Over the Memorial Day weekend I went with friends on a 3 day camping trip to Havasupai, down inside the Grand Canyon. This is a magical place of living waters. It requires a 12 mile hike in and out, but it can be savored along the way, and I had a marvelous time. The aquamarine water is clear and brisk, springing from a deep underground aquifer that leaks out the canyon wall and flows down in pools and waterfalls on its way to the Colorado river. It was a time to get away from it all, to be with dear friends and feel close to my Heavenly Father. While I was there I felt like everything was going to work out and be okay; despite my fears, I just needed to continue to have faith in the Lord.
The hike out the canyon was the most daunting part of the trip. We elected to begin in the late afternoon, once the shadows were in the canyon, and hoped to be out by dark. The radiant golden light of the western sun lit up the high layers of white sandstone, casting warm light below that was soaked up by the red and ochre tones of the stone layers around me. I thought of hymns and hummed the melodies as I marched up the dry creek bed towards the waiting switchbacks that rise steeply up the canyon wall at the trailhead. It wasn't going to be fun, but there was no other way out.
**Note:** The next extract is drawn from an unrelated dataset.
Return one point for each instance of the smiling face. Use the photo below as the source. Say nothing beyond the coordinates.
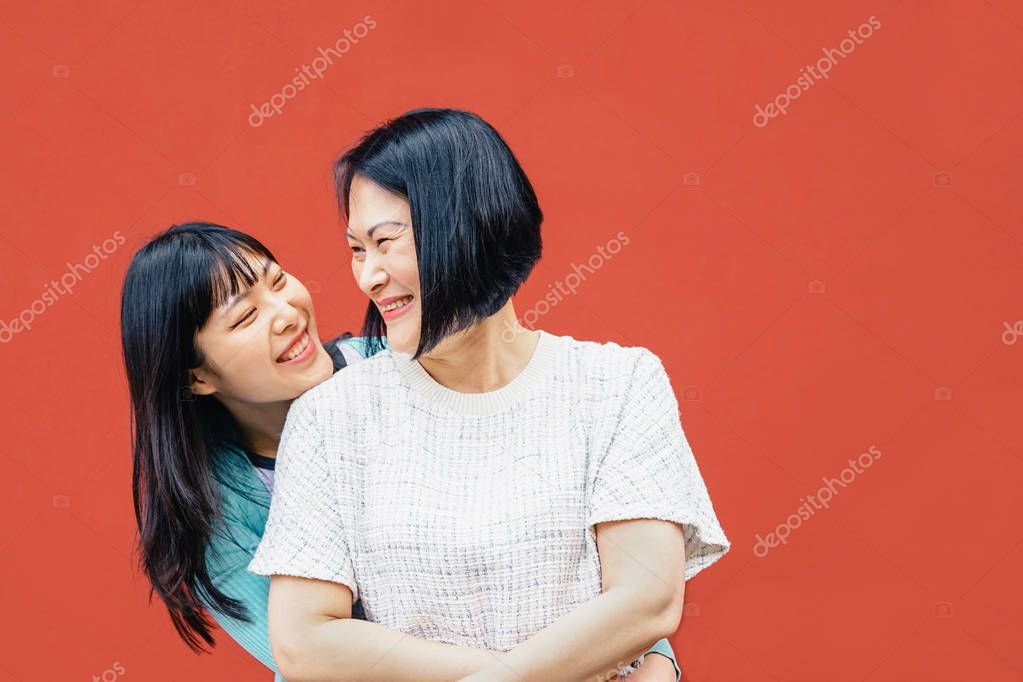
(384, 260)
(262, 346)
After two thirds of the way my feet began to hurt with hotspots, I had used up most of my water, and everyone else I was hiking out with were way ahead of me. I didn't like the idea of being the old slow poke and making others wait for me, but I was doing my best and that was all I could do.
After hiking about ten miles, with the two most difficult miles yet to go at the shoulder of the rim, I paused to rest. I prayed to my Heavenly Father for help--I needed Him to lift me up and give me confidence that I could do this. . . before the darkness settled in! I started up the switchbacks and felt as though charged with new energy and joy for being there, even though it was tough and challenging. I paused at every other switchback and waited a minute to catch my breath and for my heart rate to slow down, enjoying the view and splendor of the last rays of sunlight. When I was almost to the top, the sun made its final glint of glory before dipping below the far rim of the canyon. At that moment, I raised both my hands up in the air, feeling such gratitude for the blessing of being there. And since I was all by myself, I felt inspired to proclaim out loud to the rocks below me: "There is a God!" After looking at the expanse of space and sky beyond me, I felt again to repeat and magnify the thought: "There is a God in the Heavens!!" But I could not stop the prompting of the Spirit speaking to my mind, so again I spoke out loud: "There is a God in the Heavens who loves me!!!" Then I knew what I wanted to say next, without any prompting, "There is a God in the Heavens who loves me, and I love Him."
I reached the top feeling great, so alive and thankful for making it, and my son-in-law was cheering me on for the last few hundred steps. Surely there is analogy here with our mortal journey, is there not?
When I returned home from Havasupai I had an email waiting for me from a man I've known for years, asking if I were still available for employment. This person owns a food company in Oregon, and he was hoping I might be interested in his company. I flew out the next week for a job interview, and what he really wanted to know about me was where I saw my life's priorities and values, a personal question that almost blew me away. I responded frankly--my family, my career, my faith. I have since joined his company, and I am responsible for new product innovation, which is just exactly what I want to do. My new home is now in Oregon, which actually is my old home, since I was born and raised in Oregon and left 30 years ago... so this is a home-coming that goes beyond my longing hopes to a dream come true. I am simply thrilled with the new job, and credit my 8 month ordeal to the Lord's knowledge of where I could end up and holding out for me when I might have caved in.
Truly, there is a God in the Heavens who loves me, and I love him.
P.S. Just in case you're wondering, the Gecko will always remain a part of me and this blog. Anyways, I don't particularly want to morph into a salamander or a banana slug, even if they are more prevalent here in the great Pacific Northwest.